Winter 2013/14 presented a sharp contrast to 2011/12, as Midwest–East temperatures were anomalously cold (Fig. 7b). The resulting demand consumed the remaining surplus of natural gas inventory (Fig. 9) and drove prices upward (Fig. 6b). The cold in 2013/14 emanated from a Northern Hemisphere pattern dominated by anomalous ridging over the Gulf of Alaska (Fig. 2b). The ridge extended all the way to the pole and transported cold air from Siberia to North America. This ridge and the downstream trough over North America were both vertically deep features that were linked with a wavenumber-2 pattern in the stratospheric polar vortex (Figs. 2b and 4c,d). The resulting cold temperatures quickly led natural gas prices upward to their highest levels in 6 yr (Figs. 6b and 9).

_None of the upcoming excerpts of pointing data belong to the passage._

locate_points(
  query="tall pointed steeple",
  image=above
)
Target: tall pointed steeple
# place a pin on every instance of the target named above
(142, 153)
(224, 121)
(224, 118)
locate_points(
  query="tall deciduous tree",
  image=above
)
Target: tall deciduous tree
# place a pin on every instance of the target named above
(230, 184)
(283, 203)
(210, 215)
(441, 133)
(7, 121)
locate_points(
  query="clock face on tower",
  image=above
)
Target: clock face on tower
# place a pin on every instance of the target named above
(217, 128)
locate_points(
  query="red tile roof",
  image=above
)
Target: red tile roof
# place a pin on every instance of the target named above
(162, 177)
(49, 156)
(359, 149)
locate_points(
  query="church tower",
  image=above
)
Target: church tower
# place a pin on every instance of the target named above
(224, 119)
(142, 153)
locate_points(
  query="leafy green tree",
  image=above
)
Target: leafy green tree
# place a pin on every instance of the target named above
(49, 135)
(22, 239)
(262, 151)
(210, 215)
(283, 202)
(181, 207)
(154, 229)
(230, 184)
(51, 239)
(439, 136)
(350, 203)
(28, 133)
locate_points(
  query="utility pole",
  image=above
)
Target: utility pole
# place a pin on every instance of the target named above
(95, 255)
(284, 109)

The fluctuations in natural gas prices during the extreme winters of 2011/12 and 2013/14 underscore the susceptibility of our economy to ever-changing weather patterns. Continuing improvements to long-range forecasts will increase the efficiency of our energy markets. Ongoing advancements in numerical weather prediction are an obvious avenue for such improvements. Another would be developing new analog methods to harness the increasing number of long-term homogenized satellite climate data records (National Research Council 2004). Both pathways would enable energy companies to plan and adapt more quickly to future extremes.
This study was inspired by the Executive Forum on Business and Climate supported by the Cooperative Institute for Climate and Satellites—North Carolina (CICS—NC) and NOAA’s National Centers for Environmental Information in June 2013. The manuscript benefited significantly from the comments of two anonymous reviewers. Schreck received support for this research from NOAA’s Climate Data Record (CDR) program through CICS–NC under Cooperative Agreement NA14NES432003. Natural gas prices and storage data were provided by the Energy Information Administration. Niño-3.4, AO, and NAO are calculated by NOAA/CPC and obtained from NOAA/ESRL/PSD. Eurasian snow cover was obtained from the Rutgers Snow Lab.